The Seven Chairs Illustrated
The morning bells rang longer than usual. We all stopped in our tracks to listen to the extra bells, sifting through our memory trying to decipher the bell code rarely heard on the compound. We were called to a special assembly in the main cathedral’s nave to see the Archprior Orbilani on the alter with three chairs sitting empty upon the bema. We all knew and dreaded that one of us would be called to Have A Seatwhich would banish the seated one from the order forever. This moment, in the chapel, all a bustle and worry would be the last time we would all be together. Archprior Orbilani’s huge booming voice filled the cathedral calling us to order, and welcoming us, made clear the order of the morning, and introduced the Selection Committee again. We’ve all met the selection committee before; we’ve been under their watchful eye for months, never knowing what they were looking for. Four of us have already been called to Have A Seat, Abbess Qipiani being the first. She was our chandler and expert in ancient jet propulsion as well. Next was Abbot Rapava, he was almost finished with the 19th level, his understanding of enterprise architecture is already sorely missed. As is his beer, he was an excellent brew-master. Novice Amatuni was the third to be called. She was so young and optimistic, yet possessed an incredible depth of knowledge in boundary conditions. I’ll miss her the most, she was fun to kiss. The next guy, Stavrophore Chichua was kind of arrogant, I don’t really miss him at all but he was good at the Kronecker delta function, we all miss his input when it came to big thinking on the mathematical model of theoretical physics.

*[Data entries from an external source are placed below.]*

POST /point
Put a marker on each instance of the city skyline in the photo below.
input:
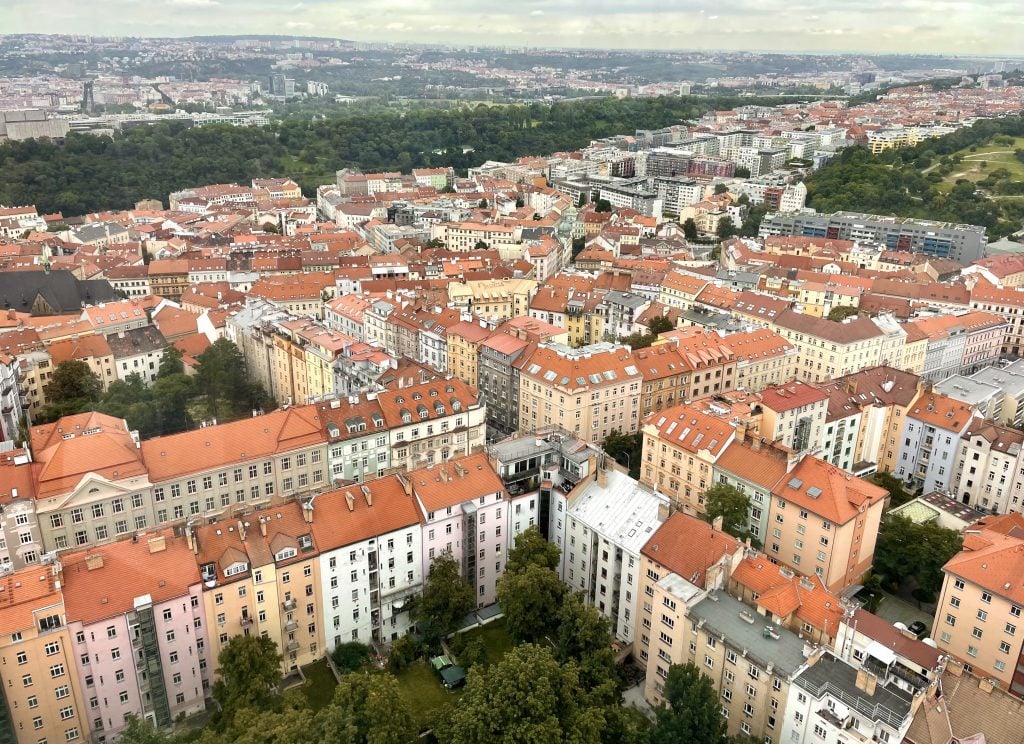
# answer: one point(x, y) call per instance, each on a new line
point(942, 27)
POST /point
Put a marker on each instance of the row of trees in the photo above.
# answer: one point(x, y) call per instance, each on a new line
point(895, 181)
point(219, 389)
point(89, 173)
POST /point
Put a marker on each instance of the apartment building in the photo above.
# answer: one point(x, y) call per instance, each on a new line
point(794, 416)
point(42, 700)
point(963, 244)
point(682, 561)
point(985, 471)
point(608, 520)
point(978, 614)
point(140, 643)
point(751, 663)
point(824, 522)
point(590, 391)
point(763, 358)
point(800, 604)
point(371, 560)
point(931, 434)
point(680, 447)
point(261, 576)
point(827, 349)
point(465, 512)
point(832, 698)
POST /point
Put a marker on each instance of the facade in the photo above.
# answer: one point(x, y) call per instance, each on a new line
point(591, 391)
point(608, 520)
point(371, 560)
point(42, 700)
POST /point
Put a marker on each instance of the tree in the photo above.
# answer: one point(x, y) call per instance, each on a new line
point(530, 599)
point(170, 362)
point(841, 312)
point(898, 495)
point(585, 636)
point(73, 389)
point(368, 709)
point(525, 697)
point(659, 324)
point(911, 556)
point(350, 656)
point(732, 506)
point(726, 228)
point(690, 228)
point(627, 449)
point(249, 667)
point(691, 709)
point(445, 600)
point(531, 550)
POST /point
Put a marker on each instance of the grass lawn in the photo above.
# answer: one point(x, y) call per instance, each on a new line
point(496, 639)
point(320, 685)
point(423, 692)
point(994, 156)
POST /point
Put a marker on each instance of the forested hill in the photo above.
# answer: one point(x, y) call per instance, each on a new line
point(90, 173)
point(939, 179)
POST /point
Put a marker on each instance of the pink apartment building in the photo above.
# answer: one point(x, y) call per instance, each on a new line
point(135, 619)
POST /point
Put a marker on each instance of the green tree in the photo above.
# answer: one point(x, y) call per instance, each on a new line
point(528, 696)
point(350, 656)
point(627, 449)
point(690, 229)
point(726, 228)
point(367, 709)
point(445, 600)
point(841, 312)
point(530, 599)
point(249, 669)
point(585, 636)
point(732, 506)
point(910, 556)
point(170, 362)
point(691, 709)
point(73, 389)
point(531, 550)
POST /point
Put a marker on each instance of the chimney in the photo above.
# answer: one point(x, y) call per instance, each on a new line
point(866, 682)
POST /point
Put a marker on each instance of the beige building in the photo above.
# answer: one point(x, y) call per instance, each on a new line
point(37, 660)
point(978, 615)
point(261, 576)
point(680, 446)
point(824, 522)
point(591, 391)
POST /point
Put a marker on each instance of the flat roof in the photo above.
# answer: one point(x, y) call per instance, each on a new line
point(722, 615)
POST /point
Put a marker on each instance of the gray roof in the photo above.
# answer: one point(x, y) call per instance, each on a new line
point(136, 341)
point(721, 615)
point(832, 675)
point(60, 290)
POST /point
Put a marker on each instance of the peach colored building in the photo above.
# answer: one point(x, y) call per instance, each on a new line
point(823, 521)
point(42, 695)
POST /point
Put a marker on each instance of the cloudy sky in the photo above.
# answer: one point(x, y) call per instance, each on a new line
point(949, 27)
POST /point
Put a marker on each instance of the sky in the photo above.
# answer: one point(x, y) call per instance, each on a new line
point(939, 27)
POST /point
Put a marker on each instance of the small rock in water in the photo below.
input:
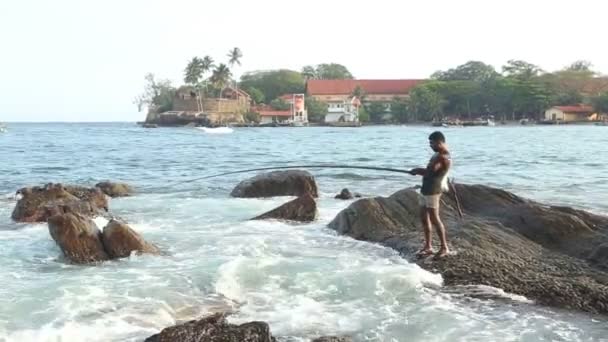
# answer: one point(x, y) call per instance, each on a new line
point(301, 209)
point(120, 241)
point(115, 189)
point(38, 203)
point(214, 328)
point(333, 339)
point(277, 183)
point(345, 194)
point(78, 237)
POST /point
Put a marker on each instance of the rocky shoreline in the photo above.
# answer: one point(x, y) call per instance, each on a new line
point(555, 256)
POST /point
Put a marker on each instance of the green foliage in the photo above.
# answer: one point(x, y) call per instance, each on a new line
point(376, 111)
point(221, 76)
point(521, 69)
point(600, 103)
point(316, 109)
point(157, 96)
point(279, 104)
point(326, 71)
point(426, 103)
point(399, 110)
point(470, 71)
point(256, 95)
point(363, 114)
point(252, 117)
point(359, 93)
point(274, 83)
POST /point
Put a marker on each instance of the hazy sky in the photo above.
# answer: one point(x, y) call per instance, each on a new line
point(84, 60)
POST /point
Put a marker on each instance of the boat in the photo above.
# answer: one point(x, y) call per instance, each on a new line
point(216, 130)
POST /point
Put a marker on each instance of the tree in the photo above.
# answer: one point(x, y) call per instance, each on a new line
point(309, 72)
point(399, 110)
point(425, 104)
point(470, 71)
point(600, 103)
point(316, 109)
point(580, 66)
point(279, 104)
point(192, 75)
point(363, 114)
point(332, 71)
point(376, 111)
point(274, 83)
point(234, 56)
point(157, 96)
point(221, 77)
point(521, 69)
point(256, 95)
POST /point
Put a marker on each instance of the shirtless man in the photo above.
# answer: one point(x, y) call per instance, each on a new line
point(434, 182)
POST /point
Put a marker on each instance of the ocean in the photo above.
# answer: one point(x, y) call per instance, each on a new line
point(304, 280)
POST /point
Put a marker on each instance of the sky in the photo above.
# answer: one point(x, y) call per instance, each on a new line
point(85, 60)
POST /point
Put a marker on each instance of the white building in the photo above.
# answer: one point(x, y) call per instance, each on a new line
point(343, 111)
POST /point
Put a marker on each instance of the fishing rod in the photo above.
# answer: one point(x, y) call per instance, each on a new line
point(314, 166)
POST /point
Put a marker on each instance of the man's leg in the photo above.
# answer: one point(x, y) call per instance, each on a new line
point(436, 220)
point(426, 225)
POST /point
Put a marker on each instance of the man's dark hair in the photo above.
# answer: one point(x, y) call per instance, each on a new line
point(437, 136)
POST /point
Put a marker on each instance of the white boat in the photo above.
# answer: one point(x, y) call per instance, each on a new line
point(216, 130)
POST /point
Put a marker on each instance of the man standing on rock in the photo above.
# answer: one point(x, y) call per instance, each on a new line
point(434, 182)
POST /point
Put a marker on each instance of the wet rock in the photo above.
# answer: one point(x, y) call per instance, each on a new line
point(301, 209)
point(552, 255)
point(115, 189)
point(120, 241)
point(37, 203)
point(78, 237)
point(214, 328)
point(345, 194)
point(333, 339)
point(277, 183)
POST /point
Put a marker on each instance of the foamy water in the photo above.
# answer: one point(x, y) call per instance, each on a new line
point(304, 280)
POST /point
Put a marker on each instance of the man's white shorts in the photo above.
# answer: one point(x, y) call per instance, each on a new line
point(430, 201)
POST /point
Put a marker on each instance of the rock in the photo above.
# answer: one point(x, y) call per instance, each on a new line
point(120, 241)
point(333, 339)
point(555, 256)
point(38, 203)
point(345, 194)
point(78, 237)
point(214, 329)
point(277, 183)
point(301, 209)
point(115, 189)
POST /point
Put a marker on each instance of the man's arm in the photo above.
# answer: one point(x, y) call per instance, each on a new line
point(417, 171)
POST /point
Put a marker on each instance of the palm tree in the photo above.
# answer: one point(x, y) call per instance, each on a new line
point(221, 77)
point(206, 65)
point(192, 74)
point(235, 56)
point(308, 72)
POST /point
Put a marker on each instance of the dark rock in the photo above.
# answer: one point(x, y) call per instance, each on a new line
point(214, 328)
point(115, 189)
point(553, 255)
point(302, 209)
point(38, 203)
point(78, 237)
point(277, 183)
point(345, 194)
point(333, 339)
point(120, 241)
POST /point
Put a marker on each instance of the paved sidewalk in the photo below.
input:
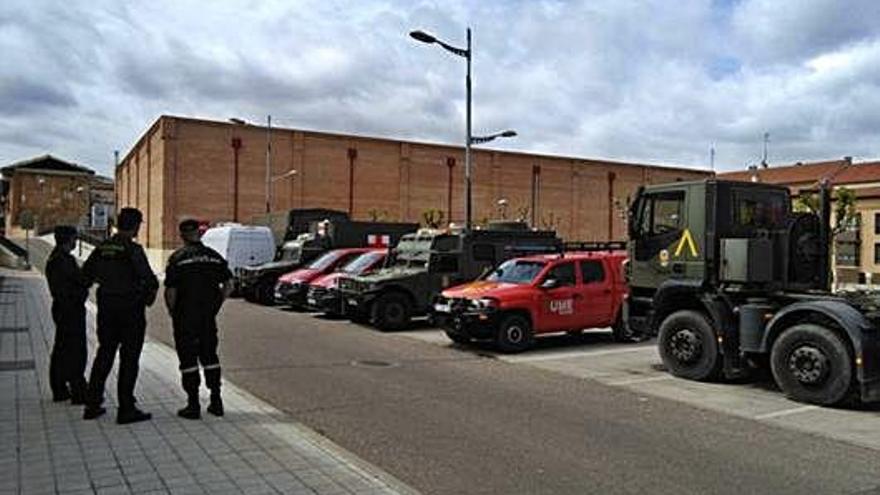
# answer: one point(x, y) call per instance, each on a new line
point(48, 448)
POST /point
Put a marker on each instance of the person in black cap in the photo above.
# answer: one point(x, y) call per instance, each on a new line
point(197, 281)
point(126, 286)
point(67, 365)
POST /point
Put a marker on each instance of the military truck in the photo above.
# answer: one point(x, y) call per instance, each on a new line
point(730, 278)
point(424, 263)
point(258, 283)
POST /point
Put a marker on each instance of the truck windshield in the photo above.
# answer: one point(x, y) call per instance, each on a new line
point(325, 261)
point(362, 262)
point(516, 272)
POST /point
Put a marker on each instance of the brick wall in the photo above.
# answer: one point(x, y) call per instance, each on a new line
point(186, 168)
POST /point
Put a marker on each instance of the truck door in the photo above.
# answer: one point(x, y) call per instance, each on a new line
point(660, 227)
point(594, 306)
point(557, 299)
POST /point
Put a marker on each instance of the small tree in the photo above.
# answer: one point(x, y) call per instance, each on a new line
point(433, 218)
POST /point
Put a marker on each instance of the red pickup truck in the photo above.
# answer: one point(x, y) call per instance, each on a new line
point(535, 295)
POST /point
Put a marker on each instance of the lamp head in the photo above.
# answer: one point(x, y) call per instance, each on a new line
point(423, 37)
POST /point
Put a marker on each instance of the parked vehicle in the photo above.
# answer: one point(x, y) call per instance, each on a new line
point(323, 294)
point(534, 295)
point(259, 282)
point(241, 245)
point(291, 288)
point(425, 263)
point(731, 278)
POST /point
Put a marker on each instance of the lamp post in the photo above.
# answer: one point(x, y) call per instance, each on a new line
point(466, 53)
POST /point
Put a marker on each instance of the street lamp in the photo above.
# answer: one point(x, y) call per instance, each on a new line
point(469, 139)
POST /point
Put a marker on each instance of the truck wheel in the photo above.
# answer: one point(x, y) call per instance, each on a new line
point(391, 312)
point(514, 334)
point(457, 337)
point(812, 364)
point(688, 347)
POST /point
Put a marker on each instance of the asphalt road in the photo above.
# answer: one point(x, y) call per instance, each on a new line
point(448, 421)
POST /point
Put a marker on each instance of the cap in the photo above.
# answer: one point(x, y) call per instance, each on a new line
point(64, 233)
point(188, 225)
point(129, 218)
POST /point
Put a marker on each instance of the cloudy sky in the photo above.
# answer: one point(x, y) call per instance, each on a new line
point(652, 81)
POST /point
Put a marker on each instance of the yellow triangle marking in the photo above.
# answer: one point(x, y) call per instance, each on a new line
point(686, 238)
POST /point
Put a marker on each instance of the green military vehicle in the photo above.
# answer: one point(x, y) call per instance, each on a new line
point(729, 277)
point(428, 261)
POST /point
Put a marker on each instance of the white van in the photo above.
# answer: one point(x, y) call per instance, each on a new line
point(241, 245)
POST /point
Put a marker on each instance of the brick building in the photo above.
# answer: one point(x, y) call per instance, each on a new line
point(856, 249)
point(216, 171)
point(52, 190)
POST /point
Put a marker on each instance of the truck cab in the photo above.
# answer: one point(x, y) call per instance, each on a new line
point(425, 263)
point(536, 295)
point(730, 278)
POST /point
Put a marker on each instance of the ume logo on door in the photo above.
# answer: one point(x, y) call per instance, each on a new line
point(562, 306)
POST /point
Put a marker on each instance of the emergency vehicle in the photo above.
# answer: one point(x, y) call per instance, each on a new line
point(535, 295)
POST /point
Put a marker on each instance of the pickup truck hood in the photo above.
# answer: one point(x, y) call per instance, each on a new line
point(303, 276)
point(483, 288)
point(272, 265)
point(327, 281)
point(392, 273)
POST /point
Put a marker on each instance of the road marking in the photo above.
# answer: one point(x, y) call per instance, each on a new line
point(633, 381)
point(786, 412)
point(571, 354)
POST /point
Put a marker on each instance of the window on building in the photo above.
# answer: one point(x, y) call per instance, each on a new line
point(848, 244)
point(592, 272)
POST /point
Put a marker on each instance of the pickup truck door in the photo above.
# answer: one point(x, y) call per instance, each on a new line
point(597, 295)
point(557, 304)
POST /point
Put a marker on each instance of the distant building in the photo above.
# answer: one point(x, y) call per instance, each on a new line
point(857, 249)
point(217, 171)
point(50, 190)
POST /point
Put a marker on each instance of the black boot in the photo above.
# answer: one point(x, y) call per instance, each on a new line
point(132, 415)
point(193, 409)
point(216, 405)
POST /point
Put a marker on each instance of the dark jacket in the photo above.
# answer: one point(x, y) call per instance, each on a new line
point(197, 271)
point(119, 266)
point(66, 281)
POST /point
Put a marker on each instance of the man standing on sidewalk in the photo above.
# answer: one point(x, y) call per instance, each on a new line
point(126, 286)
point(197, 281)
point(67, 366)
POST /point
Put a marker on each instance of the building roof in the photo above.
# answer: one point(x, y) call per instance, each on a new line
point(799, 173)
point(47, 163)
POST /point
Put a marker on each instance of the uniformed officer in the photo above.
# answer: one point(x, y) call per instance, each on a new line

In these last moments before the call, we glanced around the room at each other, locking eyes with our friends and lovers as it may be the last time we see each other. Archprior Orbilani called forth the Master Selector who went forward to the bema with a tablet. We all froze and collectively held our breath – we are a unit, losing someone to the call is a tremendous burden on the order. She cleared her throat, read the name to herself, squinted then looked up to scan the room. She then turned to Archprior Orbilani and stated the name of the one to be called to Have A Seat, Archprior Orbilani was visibly flustered by this information. Was it possible that he too didn’t know our fate or the reach of the Selection Committee? Why was he so upset about who was called? He composed himself and without further evident emotion he called Heirodiakonissa Jaqeli to Have A Seat. All of us were shocked! Heirodiakonissa Jaqeli fought back tears to no avail, her face leaking in a way that was clearly out of her control. She composed herself as she walked up to the front of the chapel to Have A Seat. She turned to look at us before she placed herself on the fifth chair, her face visibly red, blue eyes a sharp contrast, shining out at us, she beamed into our faces with her last glances, her final goodbye, trying to find strength in our faces, simultaneously radiating a calming assurance that she accepts her calling.
No sooner than she’d set herself on the Seat did the chair easily, steadily and silently lift from the floor. She, on the chair hovered over our heads, we all followed her with our eyes as she swiftly floated out of the building and vanished.
Archprior Orbilani quietly, emptily expressed his thanks and support of the Selection Committee, then dismissed us to go about our studies and work, without Heirodiakonissa Jaqeli or Stavrophore Chichua, Novice Amatuni, Abbot Rapava or Abbess Qipiani. Who would be next? How do we restructure without them? How do we escape the notice of the Selection Committee? Today, I’m relieved it was not I who was called to Have A Seat, but it could very well be the next time.
Two chairs remain on the bema, waiting. The half hour bells rang. The cathedral emptied. We went back to work.